Why Bad News Is Good News For EMTY ETF | ETF Trends

Tariff pressure is expected to take a toll on some retailers, and with a slew of companies from that group reporting earnings this week, it could be time to consider the ProShares Decline of the Retail Store ETF (NYSEArca: EMTY).

The Decline of the Retail Store ETF provides daily short exposure or -1x to the new Solactive-ProShares Bricks and Mortar Retail Store Index, which is comprised of traditional retailers and equally weights components. The fund holds companies including department stores, supermarkets and sellers of apparel, consumer electronics and home improvement items, such as retailers like Barnes & Noble, The Gap, Macy’s, Kroger and Best Buy, among others.
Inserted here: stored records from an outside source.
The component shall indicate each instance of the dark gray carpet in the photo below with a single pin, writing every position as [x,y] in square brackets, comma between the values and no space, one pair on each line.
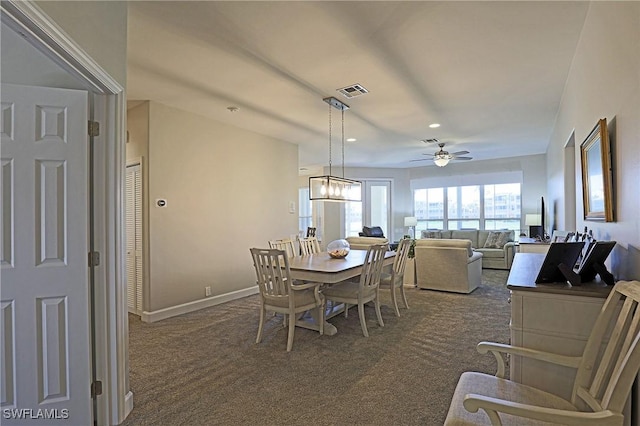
[204,368]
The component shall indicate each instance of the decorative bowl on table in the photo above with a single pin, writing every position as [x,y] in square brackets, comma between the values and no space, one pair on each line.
[338,249]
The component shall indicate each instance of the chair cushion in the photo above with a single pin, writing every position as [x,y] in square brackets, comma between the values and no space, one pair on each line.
[346,290]
[385,280]
[301,298]
[487,385]
[497,239]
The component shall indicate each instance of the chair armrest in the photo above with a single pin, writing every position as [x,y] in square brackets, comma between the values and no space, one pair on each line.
[474,402]
[497,349]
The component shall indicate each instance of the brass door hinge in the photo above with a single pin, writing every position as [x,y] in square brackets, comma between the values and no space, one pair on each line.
[96,389]
[94,258]
[94,128]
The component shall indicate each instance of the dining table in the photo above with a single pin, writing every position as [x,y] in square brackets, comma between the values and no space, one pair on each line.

Many brick-and-mortar retailers are dealing with store closure and facing headwinds created by the disruption of online retail. Rising inventories aren’t helping.

Related: Retail ETFs Could Be Most Vulnerable in Latest Round of Tariffs 

“There’s ‘mounting evidence’ that stores have ‘significantly lowered their inventory receipt plans ahead of holiday 2019,’” Credit Suisse analysts led by Michael Binetti wrote in an Aug. 8 note.
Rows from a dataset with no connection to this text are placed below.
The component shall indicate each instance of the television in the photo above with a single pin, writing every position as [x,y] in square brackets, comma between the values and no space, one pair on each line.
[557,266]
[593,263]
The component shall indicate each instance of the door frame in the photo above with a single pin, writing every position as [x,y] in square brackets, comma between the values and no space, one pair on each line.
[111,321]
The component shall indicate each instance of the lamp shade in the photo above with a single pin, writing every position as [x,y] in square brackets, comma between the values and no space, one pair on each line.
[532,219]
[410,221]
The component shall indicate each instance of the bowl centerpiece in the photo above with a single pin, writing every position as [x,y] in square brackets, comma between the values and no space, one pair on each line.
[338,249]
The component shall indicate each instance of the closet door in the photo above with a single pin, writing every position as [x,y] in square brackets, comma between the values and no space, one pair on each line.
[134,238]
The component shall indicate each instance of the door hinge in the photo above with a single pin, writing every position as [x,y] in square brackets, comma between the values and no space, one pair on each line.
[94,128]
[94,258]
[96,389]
The analyst pointed out that most of the footwear and apparel space still has 10% to 15% of U.S. goods coming from China.
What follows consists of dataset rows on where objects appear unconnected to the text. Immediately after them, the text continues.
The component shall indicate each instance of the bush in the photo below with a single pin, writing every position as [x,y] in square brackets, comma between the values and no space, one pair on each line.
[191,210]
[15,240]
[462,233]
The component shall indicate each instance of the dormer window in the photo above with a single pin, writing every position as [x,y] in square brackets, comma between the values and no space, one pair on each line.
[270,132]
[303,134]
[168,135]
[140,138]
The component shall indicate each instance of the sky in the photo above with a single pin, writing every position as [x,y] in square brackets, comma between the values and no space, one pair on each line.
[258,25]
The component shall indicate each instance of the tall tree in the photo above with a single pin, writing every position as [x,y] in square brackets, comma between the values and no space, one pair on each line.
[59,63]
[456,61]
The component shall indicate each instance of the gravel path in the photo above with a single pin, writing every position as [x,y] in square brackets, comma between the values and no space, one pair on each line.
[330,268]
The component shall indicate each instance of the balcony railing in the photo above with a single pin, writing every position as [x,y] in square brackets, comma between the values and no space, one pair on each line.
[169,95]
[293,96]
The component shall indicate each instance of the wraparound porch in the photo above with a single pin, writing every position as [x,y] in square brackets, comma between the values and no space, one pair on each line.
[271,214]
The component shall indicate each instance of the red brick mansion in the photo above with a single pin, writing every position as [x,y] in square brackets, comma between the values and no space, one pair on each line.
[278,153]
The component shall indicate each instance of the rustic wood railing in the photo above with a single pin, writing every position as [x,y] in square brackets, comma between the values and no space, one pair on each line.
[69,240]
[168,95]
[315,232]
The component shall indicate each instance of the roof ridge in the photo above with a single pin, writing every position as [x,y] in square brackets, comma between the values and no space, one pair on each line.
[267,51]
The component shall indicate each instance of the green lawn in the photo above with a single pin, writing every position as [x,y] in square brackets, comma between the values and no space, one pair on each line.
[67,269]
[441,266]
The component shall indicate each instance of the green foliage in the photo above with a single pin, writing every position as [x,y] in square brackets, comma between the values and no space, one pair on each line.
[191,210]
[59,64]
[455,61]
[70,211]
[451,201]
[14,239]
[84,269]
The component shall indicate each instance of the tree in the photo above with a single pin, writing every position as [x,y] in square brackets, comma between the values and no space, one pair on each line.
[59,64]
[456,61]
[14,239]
“Companies can’t price quickly, adding risk to C2H estimates before tickets can be reset in 2020,” Binetti said.

Bad News Is Good News For EMTY

As an inverse ETF, EMTY is built for an environment that challenges retailers, including apparel sellers and department store operators, groups that combine for a third of the fund’s underlying index. EMTY is up more than 6% just this month.

“And store cost structures will be under even more near-term pressure, with broad new tariffs on goods from China expected to kick in next month,” according to Bloomberg.

Shopping and consumer trends are changing as more buyers rely on the convenience of online retailers to quickly and effectively meet their discretionary needs. As the retail landscape changes, investors can also capitalize on the trend through ETFs that target the e-commerce segment.

“Physical retailers are under immense pressure. E-commerce is threatening to take over retail as consumer habits change, shopping moves online, and physical stores struggle to remain viable. With this disruption comes opportunity,” according to ProShares.